Well, it finally happened. A modernist has revealed the true beliefs behind the Culture of Death. Harvard psychologist Steven Pinker has written an article in The New Republic (May 28, 2008) called "The Stupidity of Dignity." As the title indicates, Pinker argues that the whole concept of human dignity is a "stupid" measure to use in bioethics.

Pinker sees human dignity as a constraint on the freedom of scientists, patients and patients' caretakers. In fact, Pinker objects to any constraint imposed on personal autonomy by any objective moral standard. To a modernist, personal autonomy is the only legitimate objective moral standard. Furthermore, those who are unable to assert their personal autonomy (the unborn, the comatose, the seriously disabled) should have no influence over people who are able to assert themselves. The modernist ideal of freedom (personal autonomy) really boils down to an ideology of power.
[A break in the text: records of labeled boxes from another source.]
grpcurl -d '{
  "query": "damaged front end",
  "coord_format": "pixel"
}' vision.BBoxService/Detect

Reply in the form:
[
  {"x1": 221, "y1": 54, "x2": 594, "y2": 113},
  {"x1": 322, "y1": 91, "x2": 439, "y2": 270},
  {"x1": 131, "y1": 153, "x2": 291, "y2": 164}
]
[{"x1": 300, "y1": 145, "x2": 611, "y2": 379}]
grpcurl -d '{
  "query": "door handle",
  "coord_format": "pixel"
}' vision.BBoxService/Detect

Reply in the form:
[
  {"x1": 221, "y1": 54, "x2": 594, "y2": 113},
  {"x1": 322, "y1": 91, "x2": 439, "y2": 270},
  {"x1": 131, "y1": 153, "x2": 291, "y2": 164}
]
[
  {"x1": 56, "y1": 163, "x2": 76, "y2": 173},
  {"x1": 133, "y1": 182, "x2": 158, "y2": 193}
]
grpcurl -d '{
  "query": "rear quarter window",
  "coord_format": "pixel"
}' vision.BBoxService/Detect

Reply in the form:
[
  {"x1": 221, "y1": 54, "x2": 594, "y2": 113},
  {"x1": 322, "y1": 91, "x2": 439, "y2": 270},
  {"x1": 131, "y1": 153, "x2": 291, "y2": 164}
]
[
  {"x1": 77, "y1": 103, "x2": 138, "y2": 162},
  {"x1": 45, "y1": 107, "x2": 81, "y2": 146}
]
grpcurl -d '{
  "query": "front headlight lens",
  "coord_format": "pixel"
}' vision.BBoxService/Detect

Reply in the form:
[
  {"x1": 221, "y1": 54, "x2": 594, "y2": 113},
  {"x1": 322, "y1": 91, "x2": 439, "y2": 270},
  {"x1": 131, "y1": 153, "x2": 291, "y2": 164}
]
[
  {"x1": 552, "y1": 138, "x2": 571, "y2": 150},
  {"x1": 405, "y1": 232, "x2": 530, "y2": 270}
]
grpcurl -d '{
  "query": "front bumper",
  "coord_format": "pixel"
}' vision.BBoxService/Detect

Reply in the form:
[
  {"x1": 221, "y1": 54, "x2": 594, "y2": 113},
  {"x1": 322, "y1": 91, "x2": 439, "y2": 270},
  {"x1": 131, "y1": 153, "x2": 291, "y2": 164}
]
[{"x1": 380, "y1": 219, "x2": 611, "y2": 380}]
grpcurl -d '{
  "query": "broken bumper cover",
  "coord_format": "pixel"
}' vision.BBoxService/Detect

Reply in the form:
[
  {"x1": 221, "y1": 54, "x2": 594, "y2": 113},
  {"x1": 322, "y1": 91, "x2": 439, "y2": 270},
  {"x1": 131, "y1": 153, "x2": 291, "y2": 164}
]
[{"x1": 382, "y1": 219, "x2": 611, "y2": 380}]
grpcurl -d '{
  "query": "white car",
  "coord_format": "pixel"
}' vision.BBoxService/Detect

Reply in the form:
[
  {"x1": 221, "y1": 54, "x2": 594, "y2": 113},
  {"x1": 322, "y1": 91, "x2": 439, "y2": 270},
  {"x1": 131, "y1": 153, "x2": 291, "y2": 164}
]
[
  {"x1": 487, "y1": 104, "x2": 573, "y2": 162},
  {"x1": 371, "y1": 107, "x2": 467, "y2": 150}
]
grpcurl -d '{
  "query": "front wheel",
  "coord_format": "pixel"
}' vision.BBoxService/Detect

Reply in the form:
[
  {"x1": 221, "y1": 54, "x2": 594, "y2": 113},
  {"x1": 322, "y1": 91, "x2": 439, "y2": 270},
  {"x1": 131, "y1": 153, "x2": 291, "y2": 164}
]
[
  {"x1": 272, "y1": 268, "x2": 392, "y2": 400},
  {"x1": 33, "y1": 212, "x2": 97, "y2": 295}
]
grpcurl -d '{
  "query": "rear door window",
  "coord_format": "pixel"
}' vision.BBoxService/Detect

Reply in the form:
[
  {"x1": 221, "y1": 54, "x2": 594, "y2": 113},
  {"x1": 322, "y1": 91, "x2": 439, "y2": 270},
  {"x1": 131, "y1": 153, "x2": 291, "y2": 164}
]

Under Pinker's standards, our culture should not only accept abortion, euthanasia and embryonic stem cell research (those are the convenient issues to which he applies his philosophy), but logically we should also accept
  • infanticide
  • experimentation on the severely mentally disabled
  • extermination of the same
  • immediate "euthanasia" of comatose patients
In Pinker's mindset anyone unable to exert personal autonomy is unworthy of consideration. However, in the real world of medical ethics is it too paranoid to think that medical decisions would also come down to who has the greater power? What happens when a patient's choice conflicts with the choice of a caregiver? Will a doctor be forced to follow the caregiver's requests over the patient's because the caregiver has more power to express personal autonomy (just let him die so I can be free)? If such a situation becomes acceptable in our culture, how then can we judge the Nazi medical experimentations on the Jews? Was this not simply the more powerful exercising their will over the less powerful? Certainly we could not argue that animal experimentation of any kind is evil. It is just the more powerful animal exercising power over the weaker. Let's be clear that Pinker is not suggesting that these practices of power are acceptable. To a modernist, everybody should have the right to exercise personal autonomy. However, in the real world exercises of personal autonomy tend to conflict. The modernist philosophy doesn't seem to handle such conflicts too well.
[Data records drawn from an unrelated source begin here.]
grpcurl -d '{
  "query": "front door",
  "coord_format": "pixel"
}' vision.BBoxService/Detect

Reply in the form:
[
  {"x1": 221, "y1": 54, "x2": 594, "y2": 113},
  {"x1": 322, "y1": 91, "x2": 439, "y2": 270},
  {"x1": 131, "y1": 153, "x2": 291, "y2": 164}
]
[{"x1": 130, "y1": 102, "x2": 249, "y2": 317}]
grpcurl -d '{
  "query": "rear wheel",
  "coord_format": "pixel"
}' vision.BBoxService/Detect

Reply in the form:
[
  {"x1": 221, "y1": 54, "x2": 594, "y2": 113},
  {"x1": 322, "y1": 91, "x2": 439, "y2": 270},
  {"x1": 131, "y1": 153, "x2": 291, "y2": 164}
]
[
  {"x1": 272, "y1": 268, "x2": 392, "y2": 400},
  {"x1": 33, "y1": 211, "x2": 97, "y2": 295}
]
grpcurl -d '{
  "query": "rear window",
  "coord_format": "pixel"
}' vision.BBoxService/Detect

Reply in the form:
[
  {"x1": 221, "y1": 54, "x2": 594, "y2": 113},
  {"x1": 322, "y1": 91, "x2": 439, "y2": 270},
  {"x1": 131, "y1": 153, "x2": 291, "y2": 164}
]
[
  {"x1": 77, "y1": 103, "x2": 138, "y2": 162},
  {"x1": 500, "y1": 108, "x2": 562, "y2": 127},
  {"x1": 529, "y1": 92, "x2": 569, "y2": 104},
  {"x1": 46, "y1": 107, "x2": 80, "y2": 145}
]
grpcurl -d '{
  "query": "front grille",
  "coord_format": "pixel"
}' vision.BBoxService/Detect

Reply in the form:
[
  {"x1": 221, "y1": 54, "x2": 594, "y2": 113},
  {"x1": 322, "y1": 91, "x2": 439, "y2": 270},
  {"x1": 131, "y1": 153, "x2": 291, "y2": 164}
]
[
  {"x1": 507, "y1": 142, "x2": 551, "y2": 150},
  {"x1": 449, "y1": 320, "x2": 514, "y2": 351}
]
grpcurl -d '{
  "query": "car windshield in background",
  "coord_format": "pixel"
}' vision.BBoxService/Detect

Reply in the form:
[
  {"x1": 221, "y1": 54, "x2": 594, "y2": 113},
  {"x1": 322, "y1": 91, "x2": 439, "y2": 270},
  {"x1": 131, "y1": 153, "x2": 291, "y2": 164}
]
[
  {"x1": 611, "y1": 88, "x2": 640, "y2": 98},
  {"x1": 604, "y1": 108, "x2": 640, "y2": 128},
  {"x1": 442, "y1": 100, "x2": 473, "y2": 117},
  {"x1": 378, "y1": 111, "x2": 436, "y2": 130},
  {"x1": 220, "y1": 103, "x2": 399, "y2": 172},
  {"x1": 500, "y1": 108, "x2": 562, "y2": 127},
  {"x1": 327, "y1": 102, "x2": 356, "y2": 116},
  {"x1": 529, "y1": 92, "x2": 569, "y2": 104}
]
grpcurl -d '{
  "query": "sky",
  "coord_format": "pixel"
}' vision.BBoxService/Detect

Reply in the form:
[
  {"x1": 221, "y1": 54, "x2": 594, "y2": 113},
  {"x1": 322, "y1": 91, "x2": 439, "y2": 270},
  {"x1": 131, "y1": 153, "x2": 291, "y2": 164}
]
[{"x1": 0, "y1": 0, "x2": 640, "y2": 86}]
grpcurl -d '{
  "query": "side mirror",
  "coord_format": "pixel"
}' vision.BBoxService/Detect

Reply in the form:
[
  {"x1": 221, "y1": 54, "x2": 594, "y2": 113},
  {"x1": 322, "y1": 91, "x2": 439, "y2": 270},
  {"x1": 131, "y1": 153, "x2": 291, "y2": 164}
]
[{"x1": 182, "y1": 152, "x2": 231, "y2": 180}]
What's even more bothersome is Pinker's emaciated definition of human dignity. To him, human dignity is not an objective quality afforded by human nature. Modernists don't even believe in human nature so Pinker doesn't really have a foundation from which to truly understand the ideal that he is tearing down. To Pinker, human dignity is nothing more than the trappings of respect. My dignity is nothing more than my subjective demand that other people treat me as if I were important.

Since this conceptualization of human dignity is so core to the modernist view of bioethics, I plan to take a closer look at this article in future blog posts.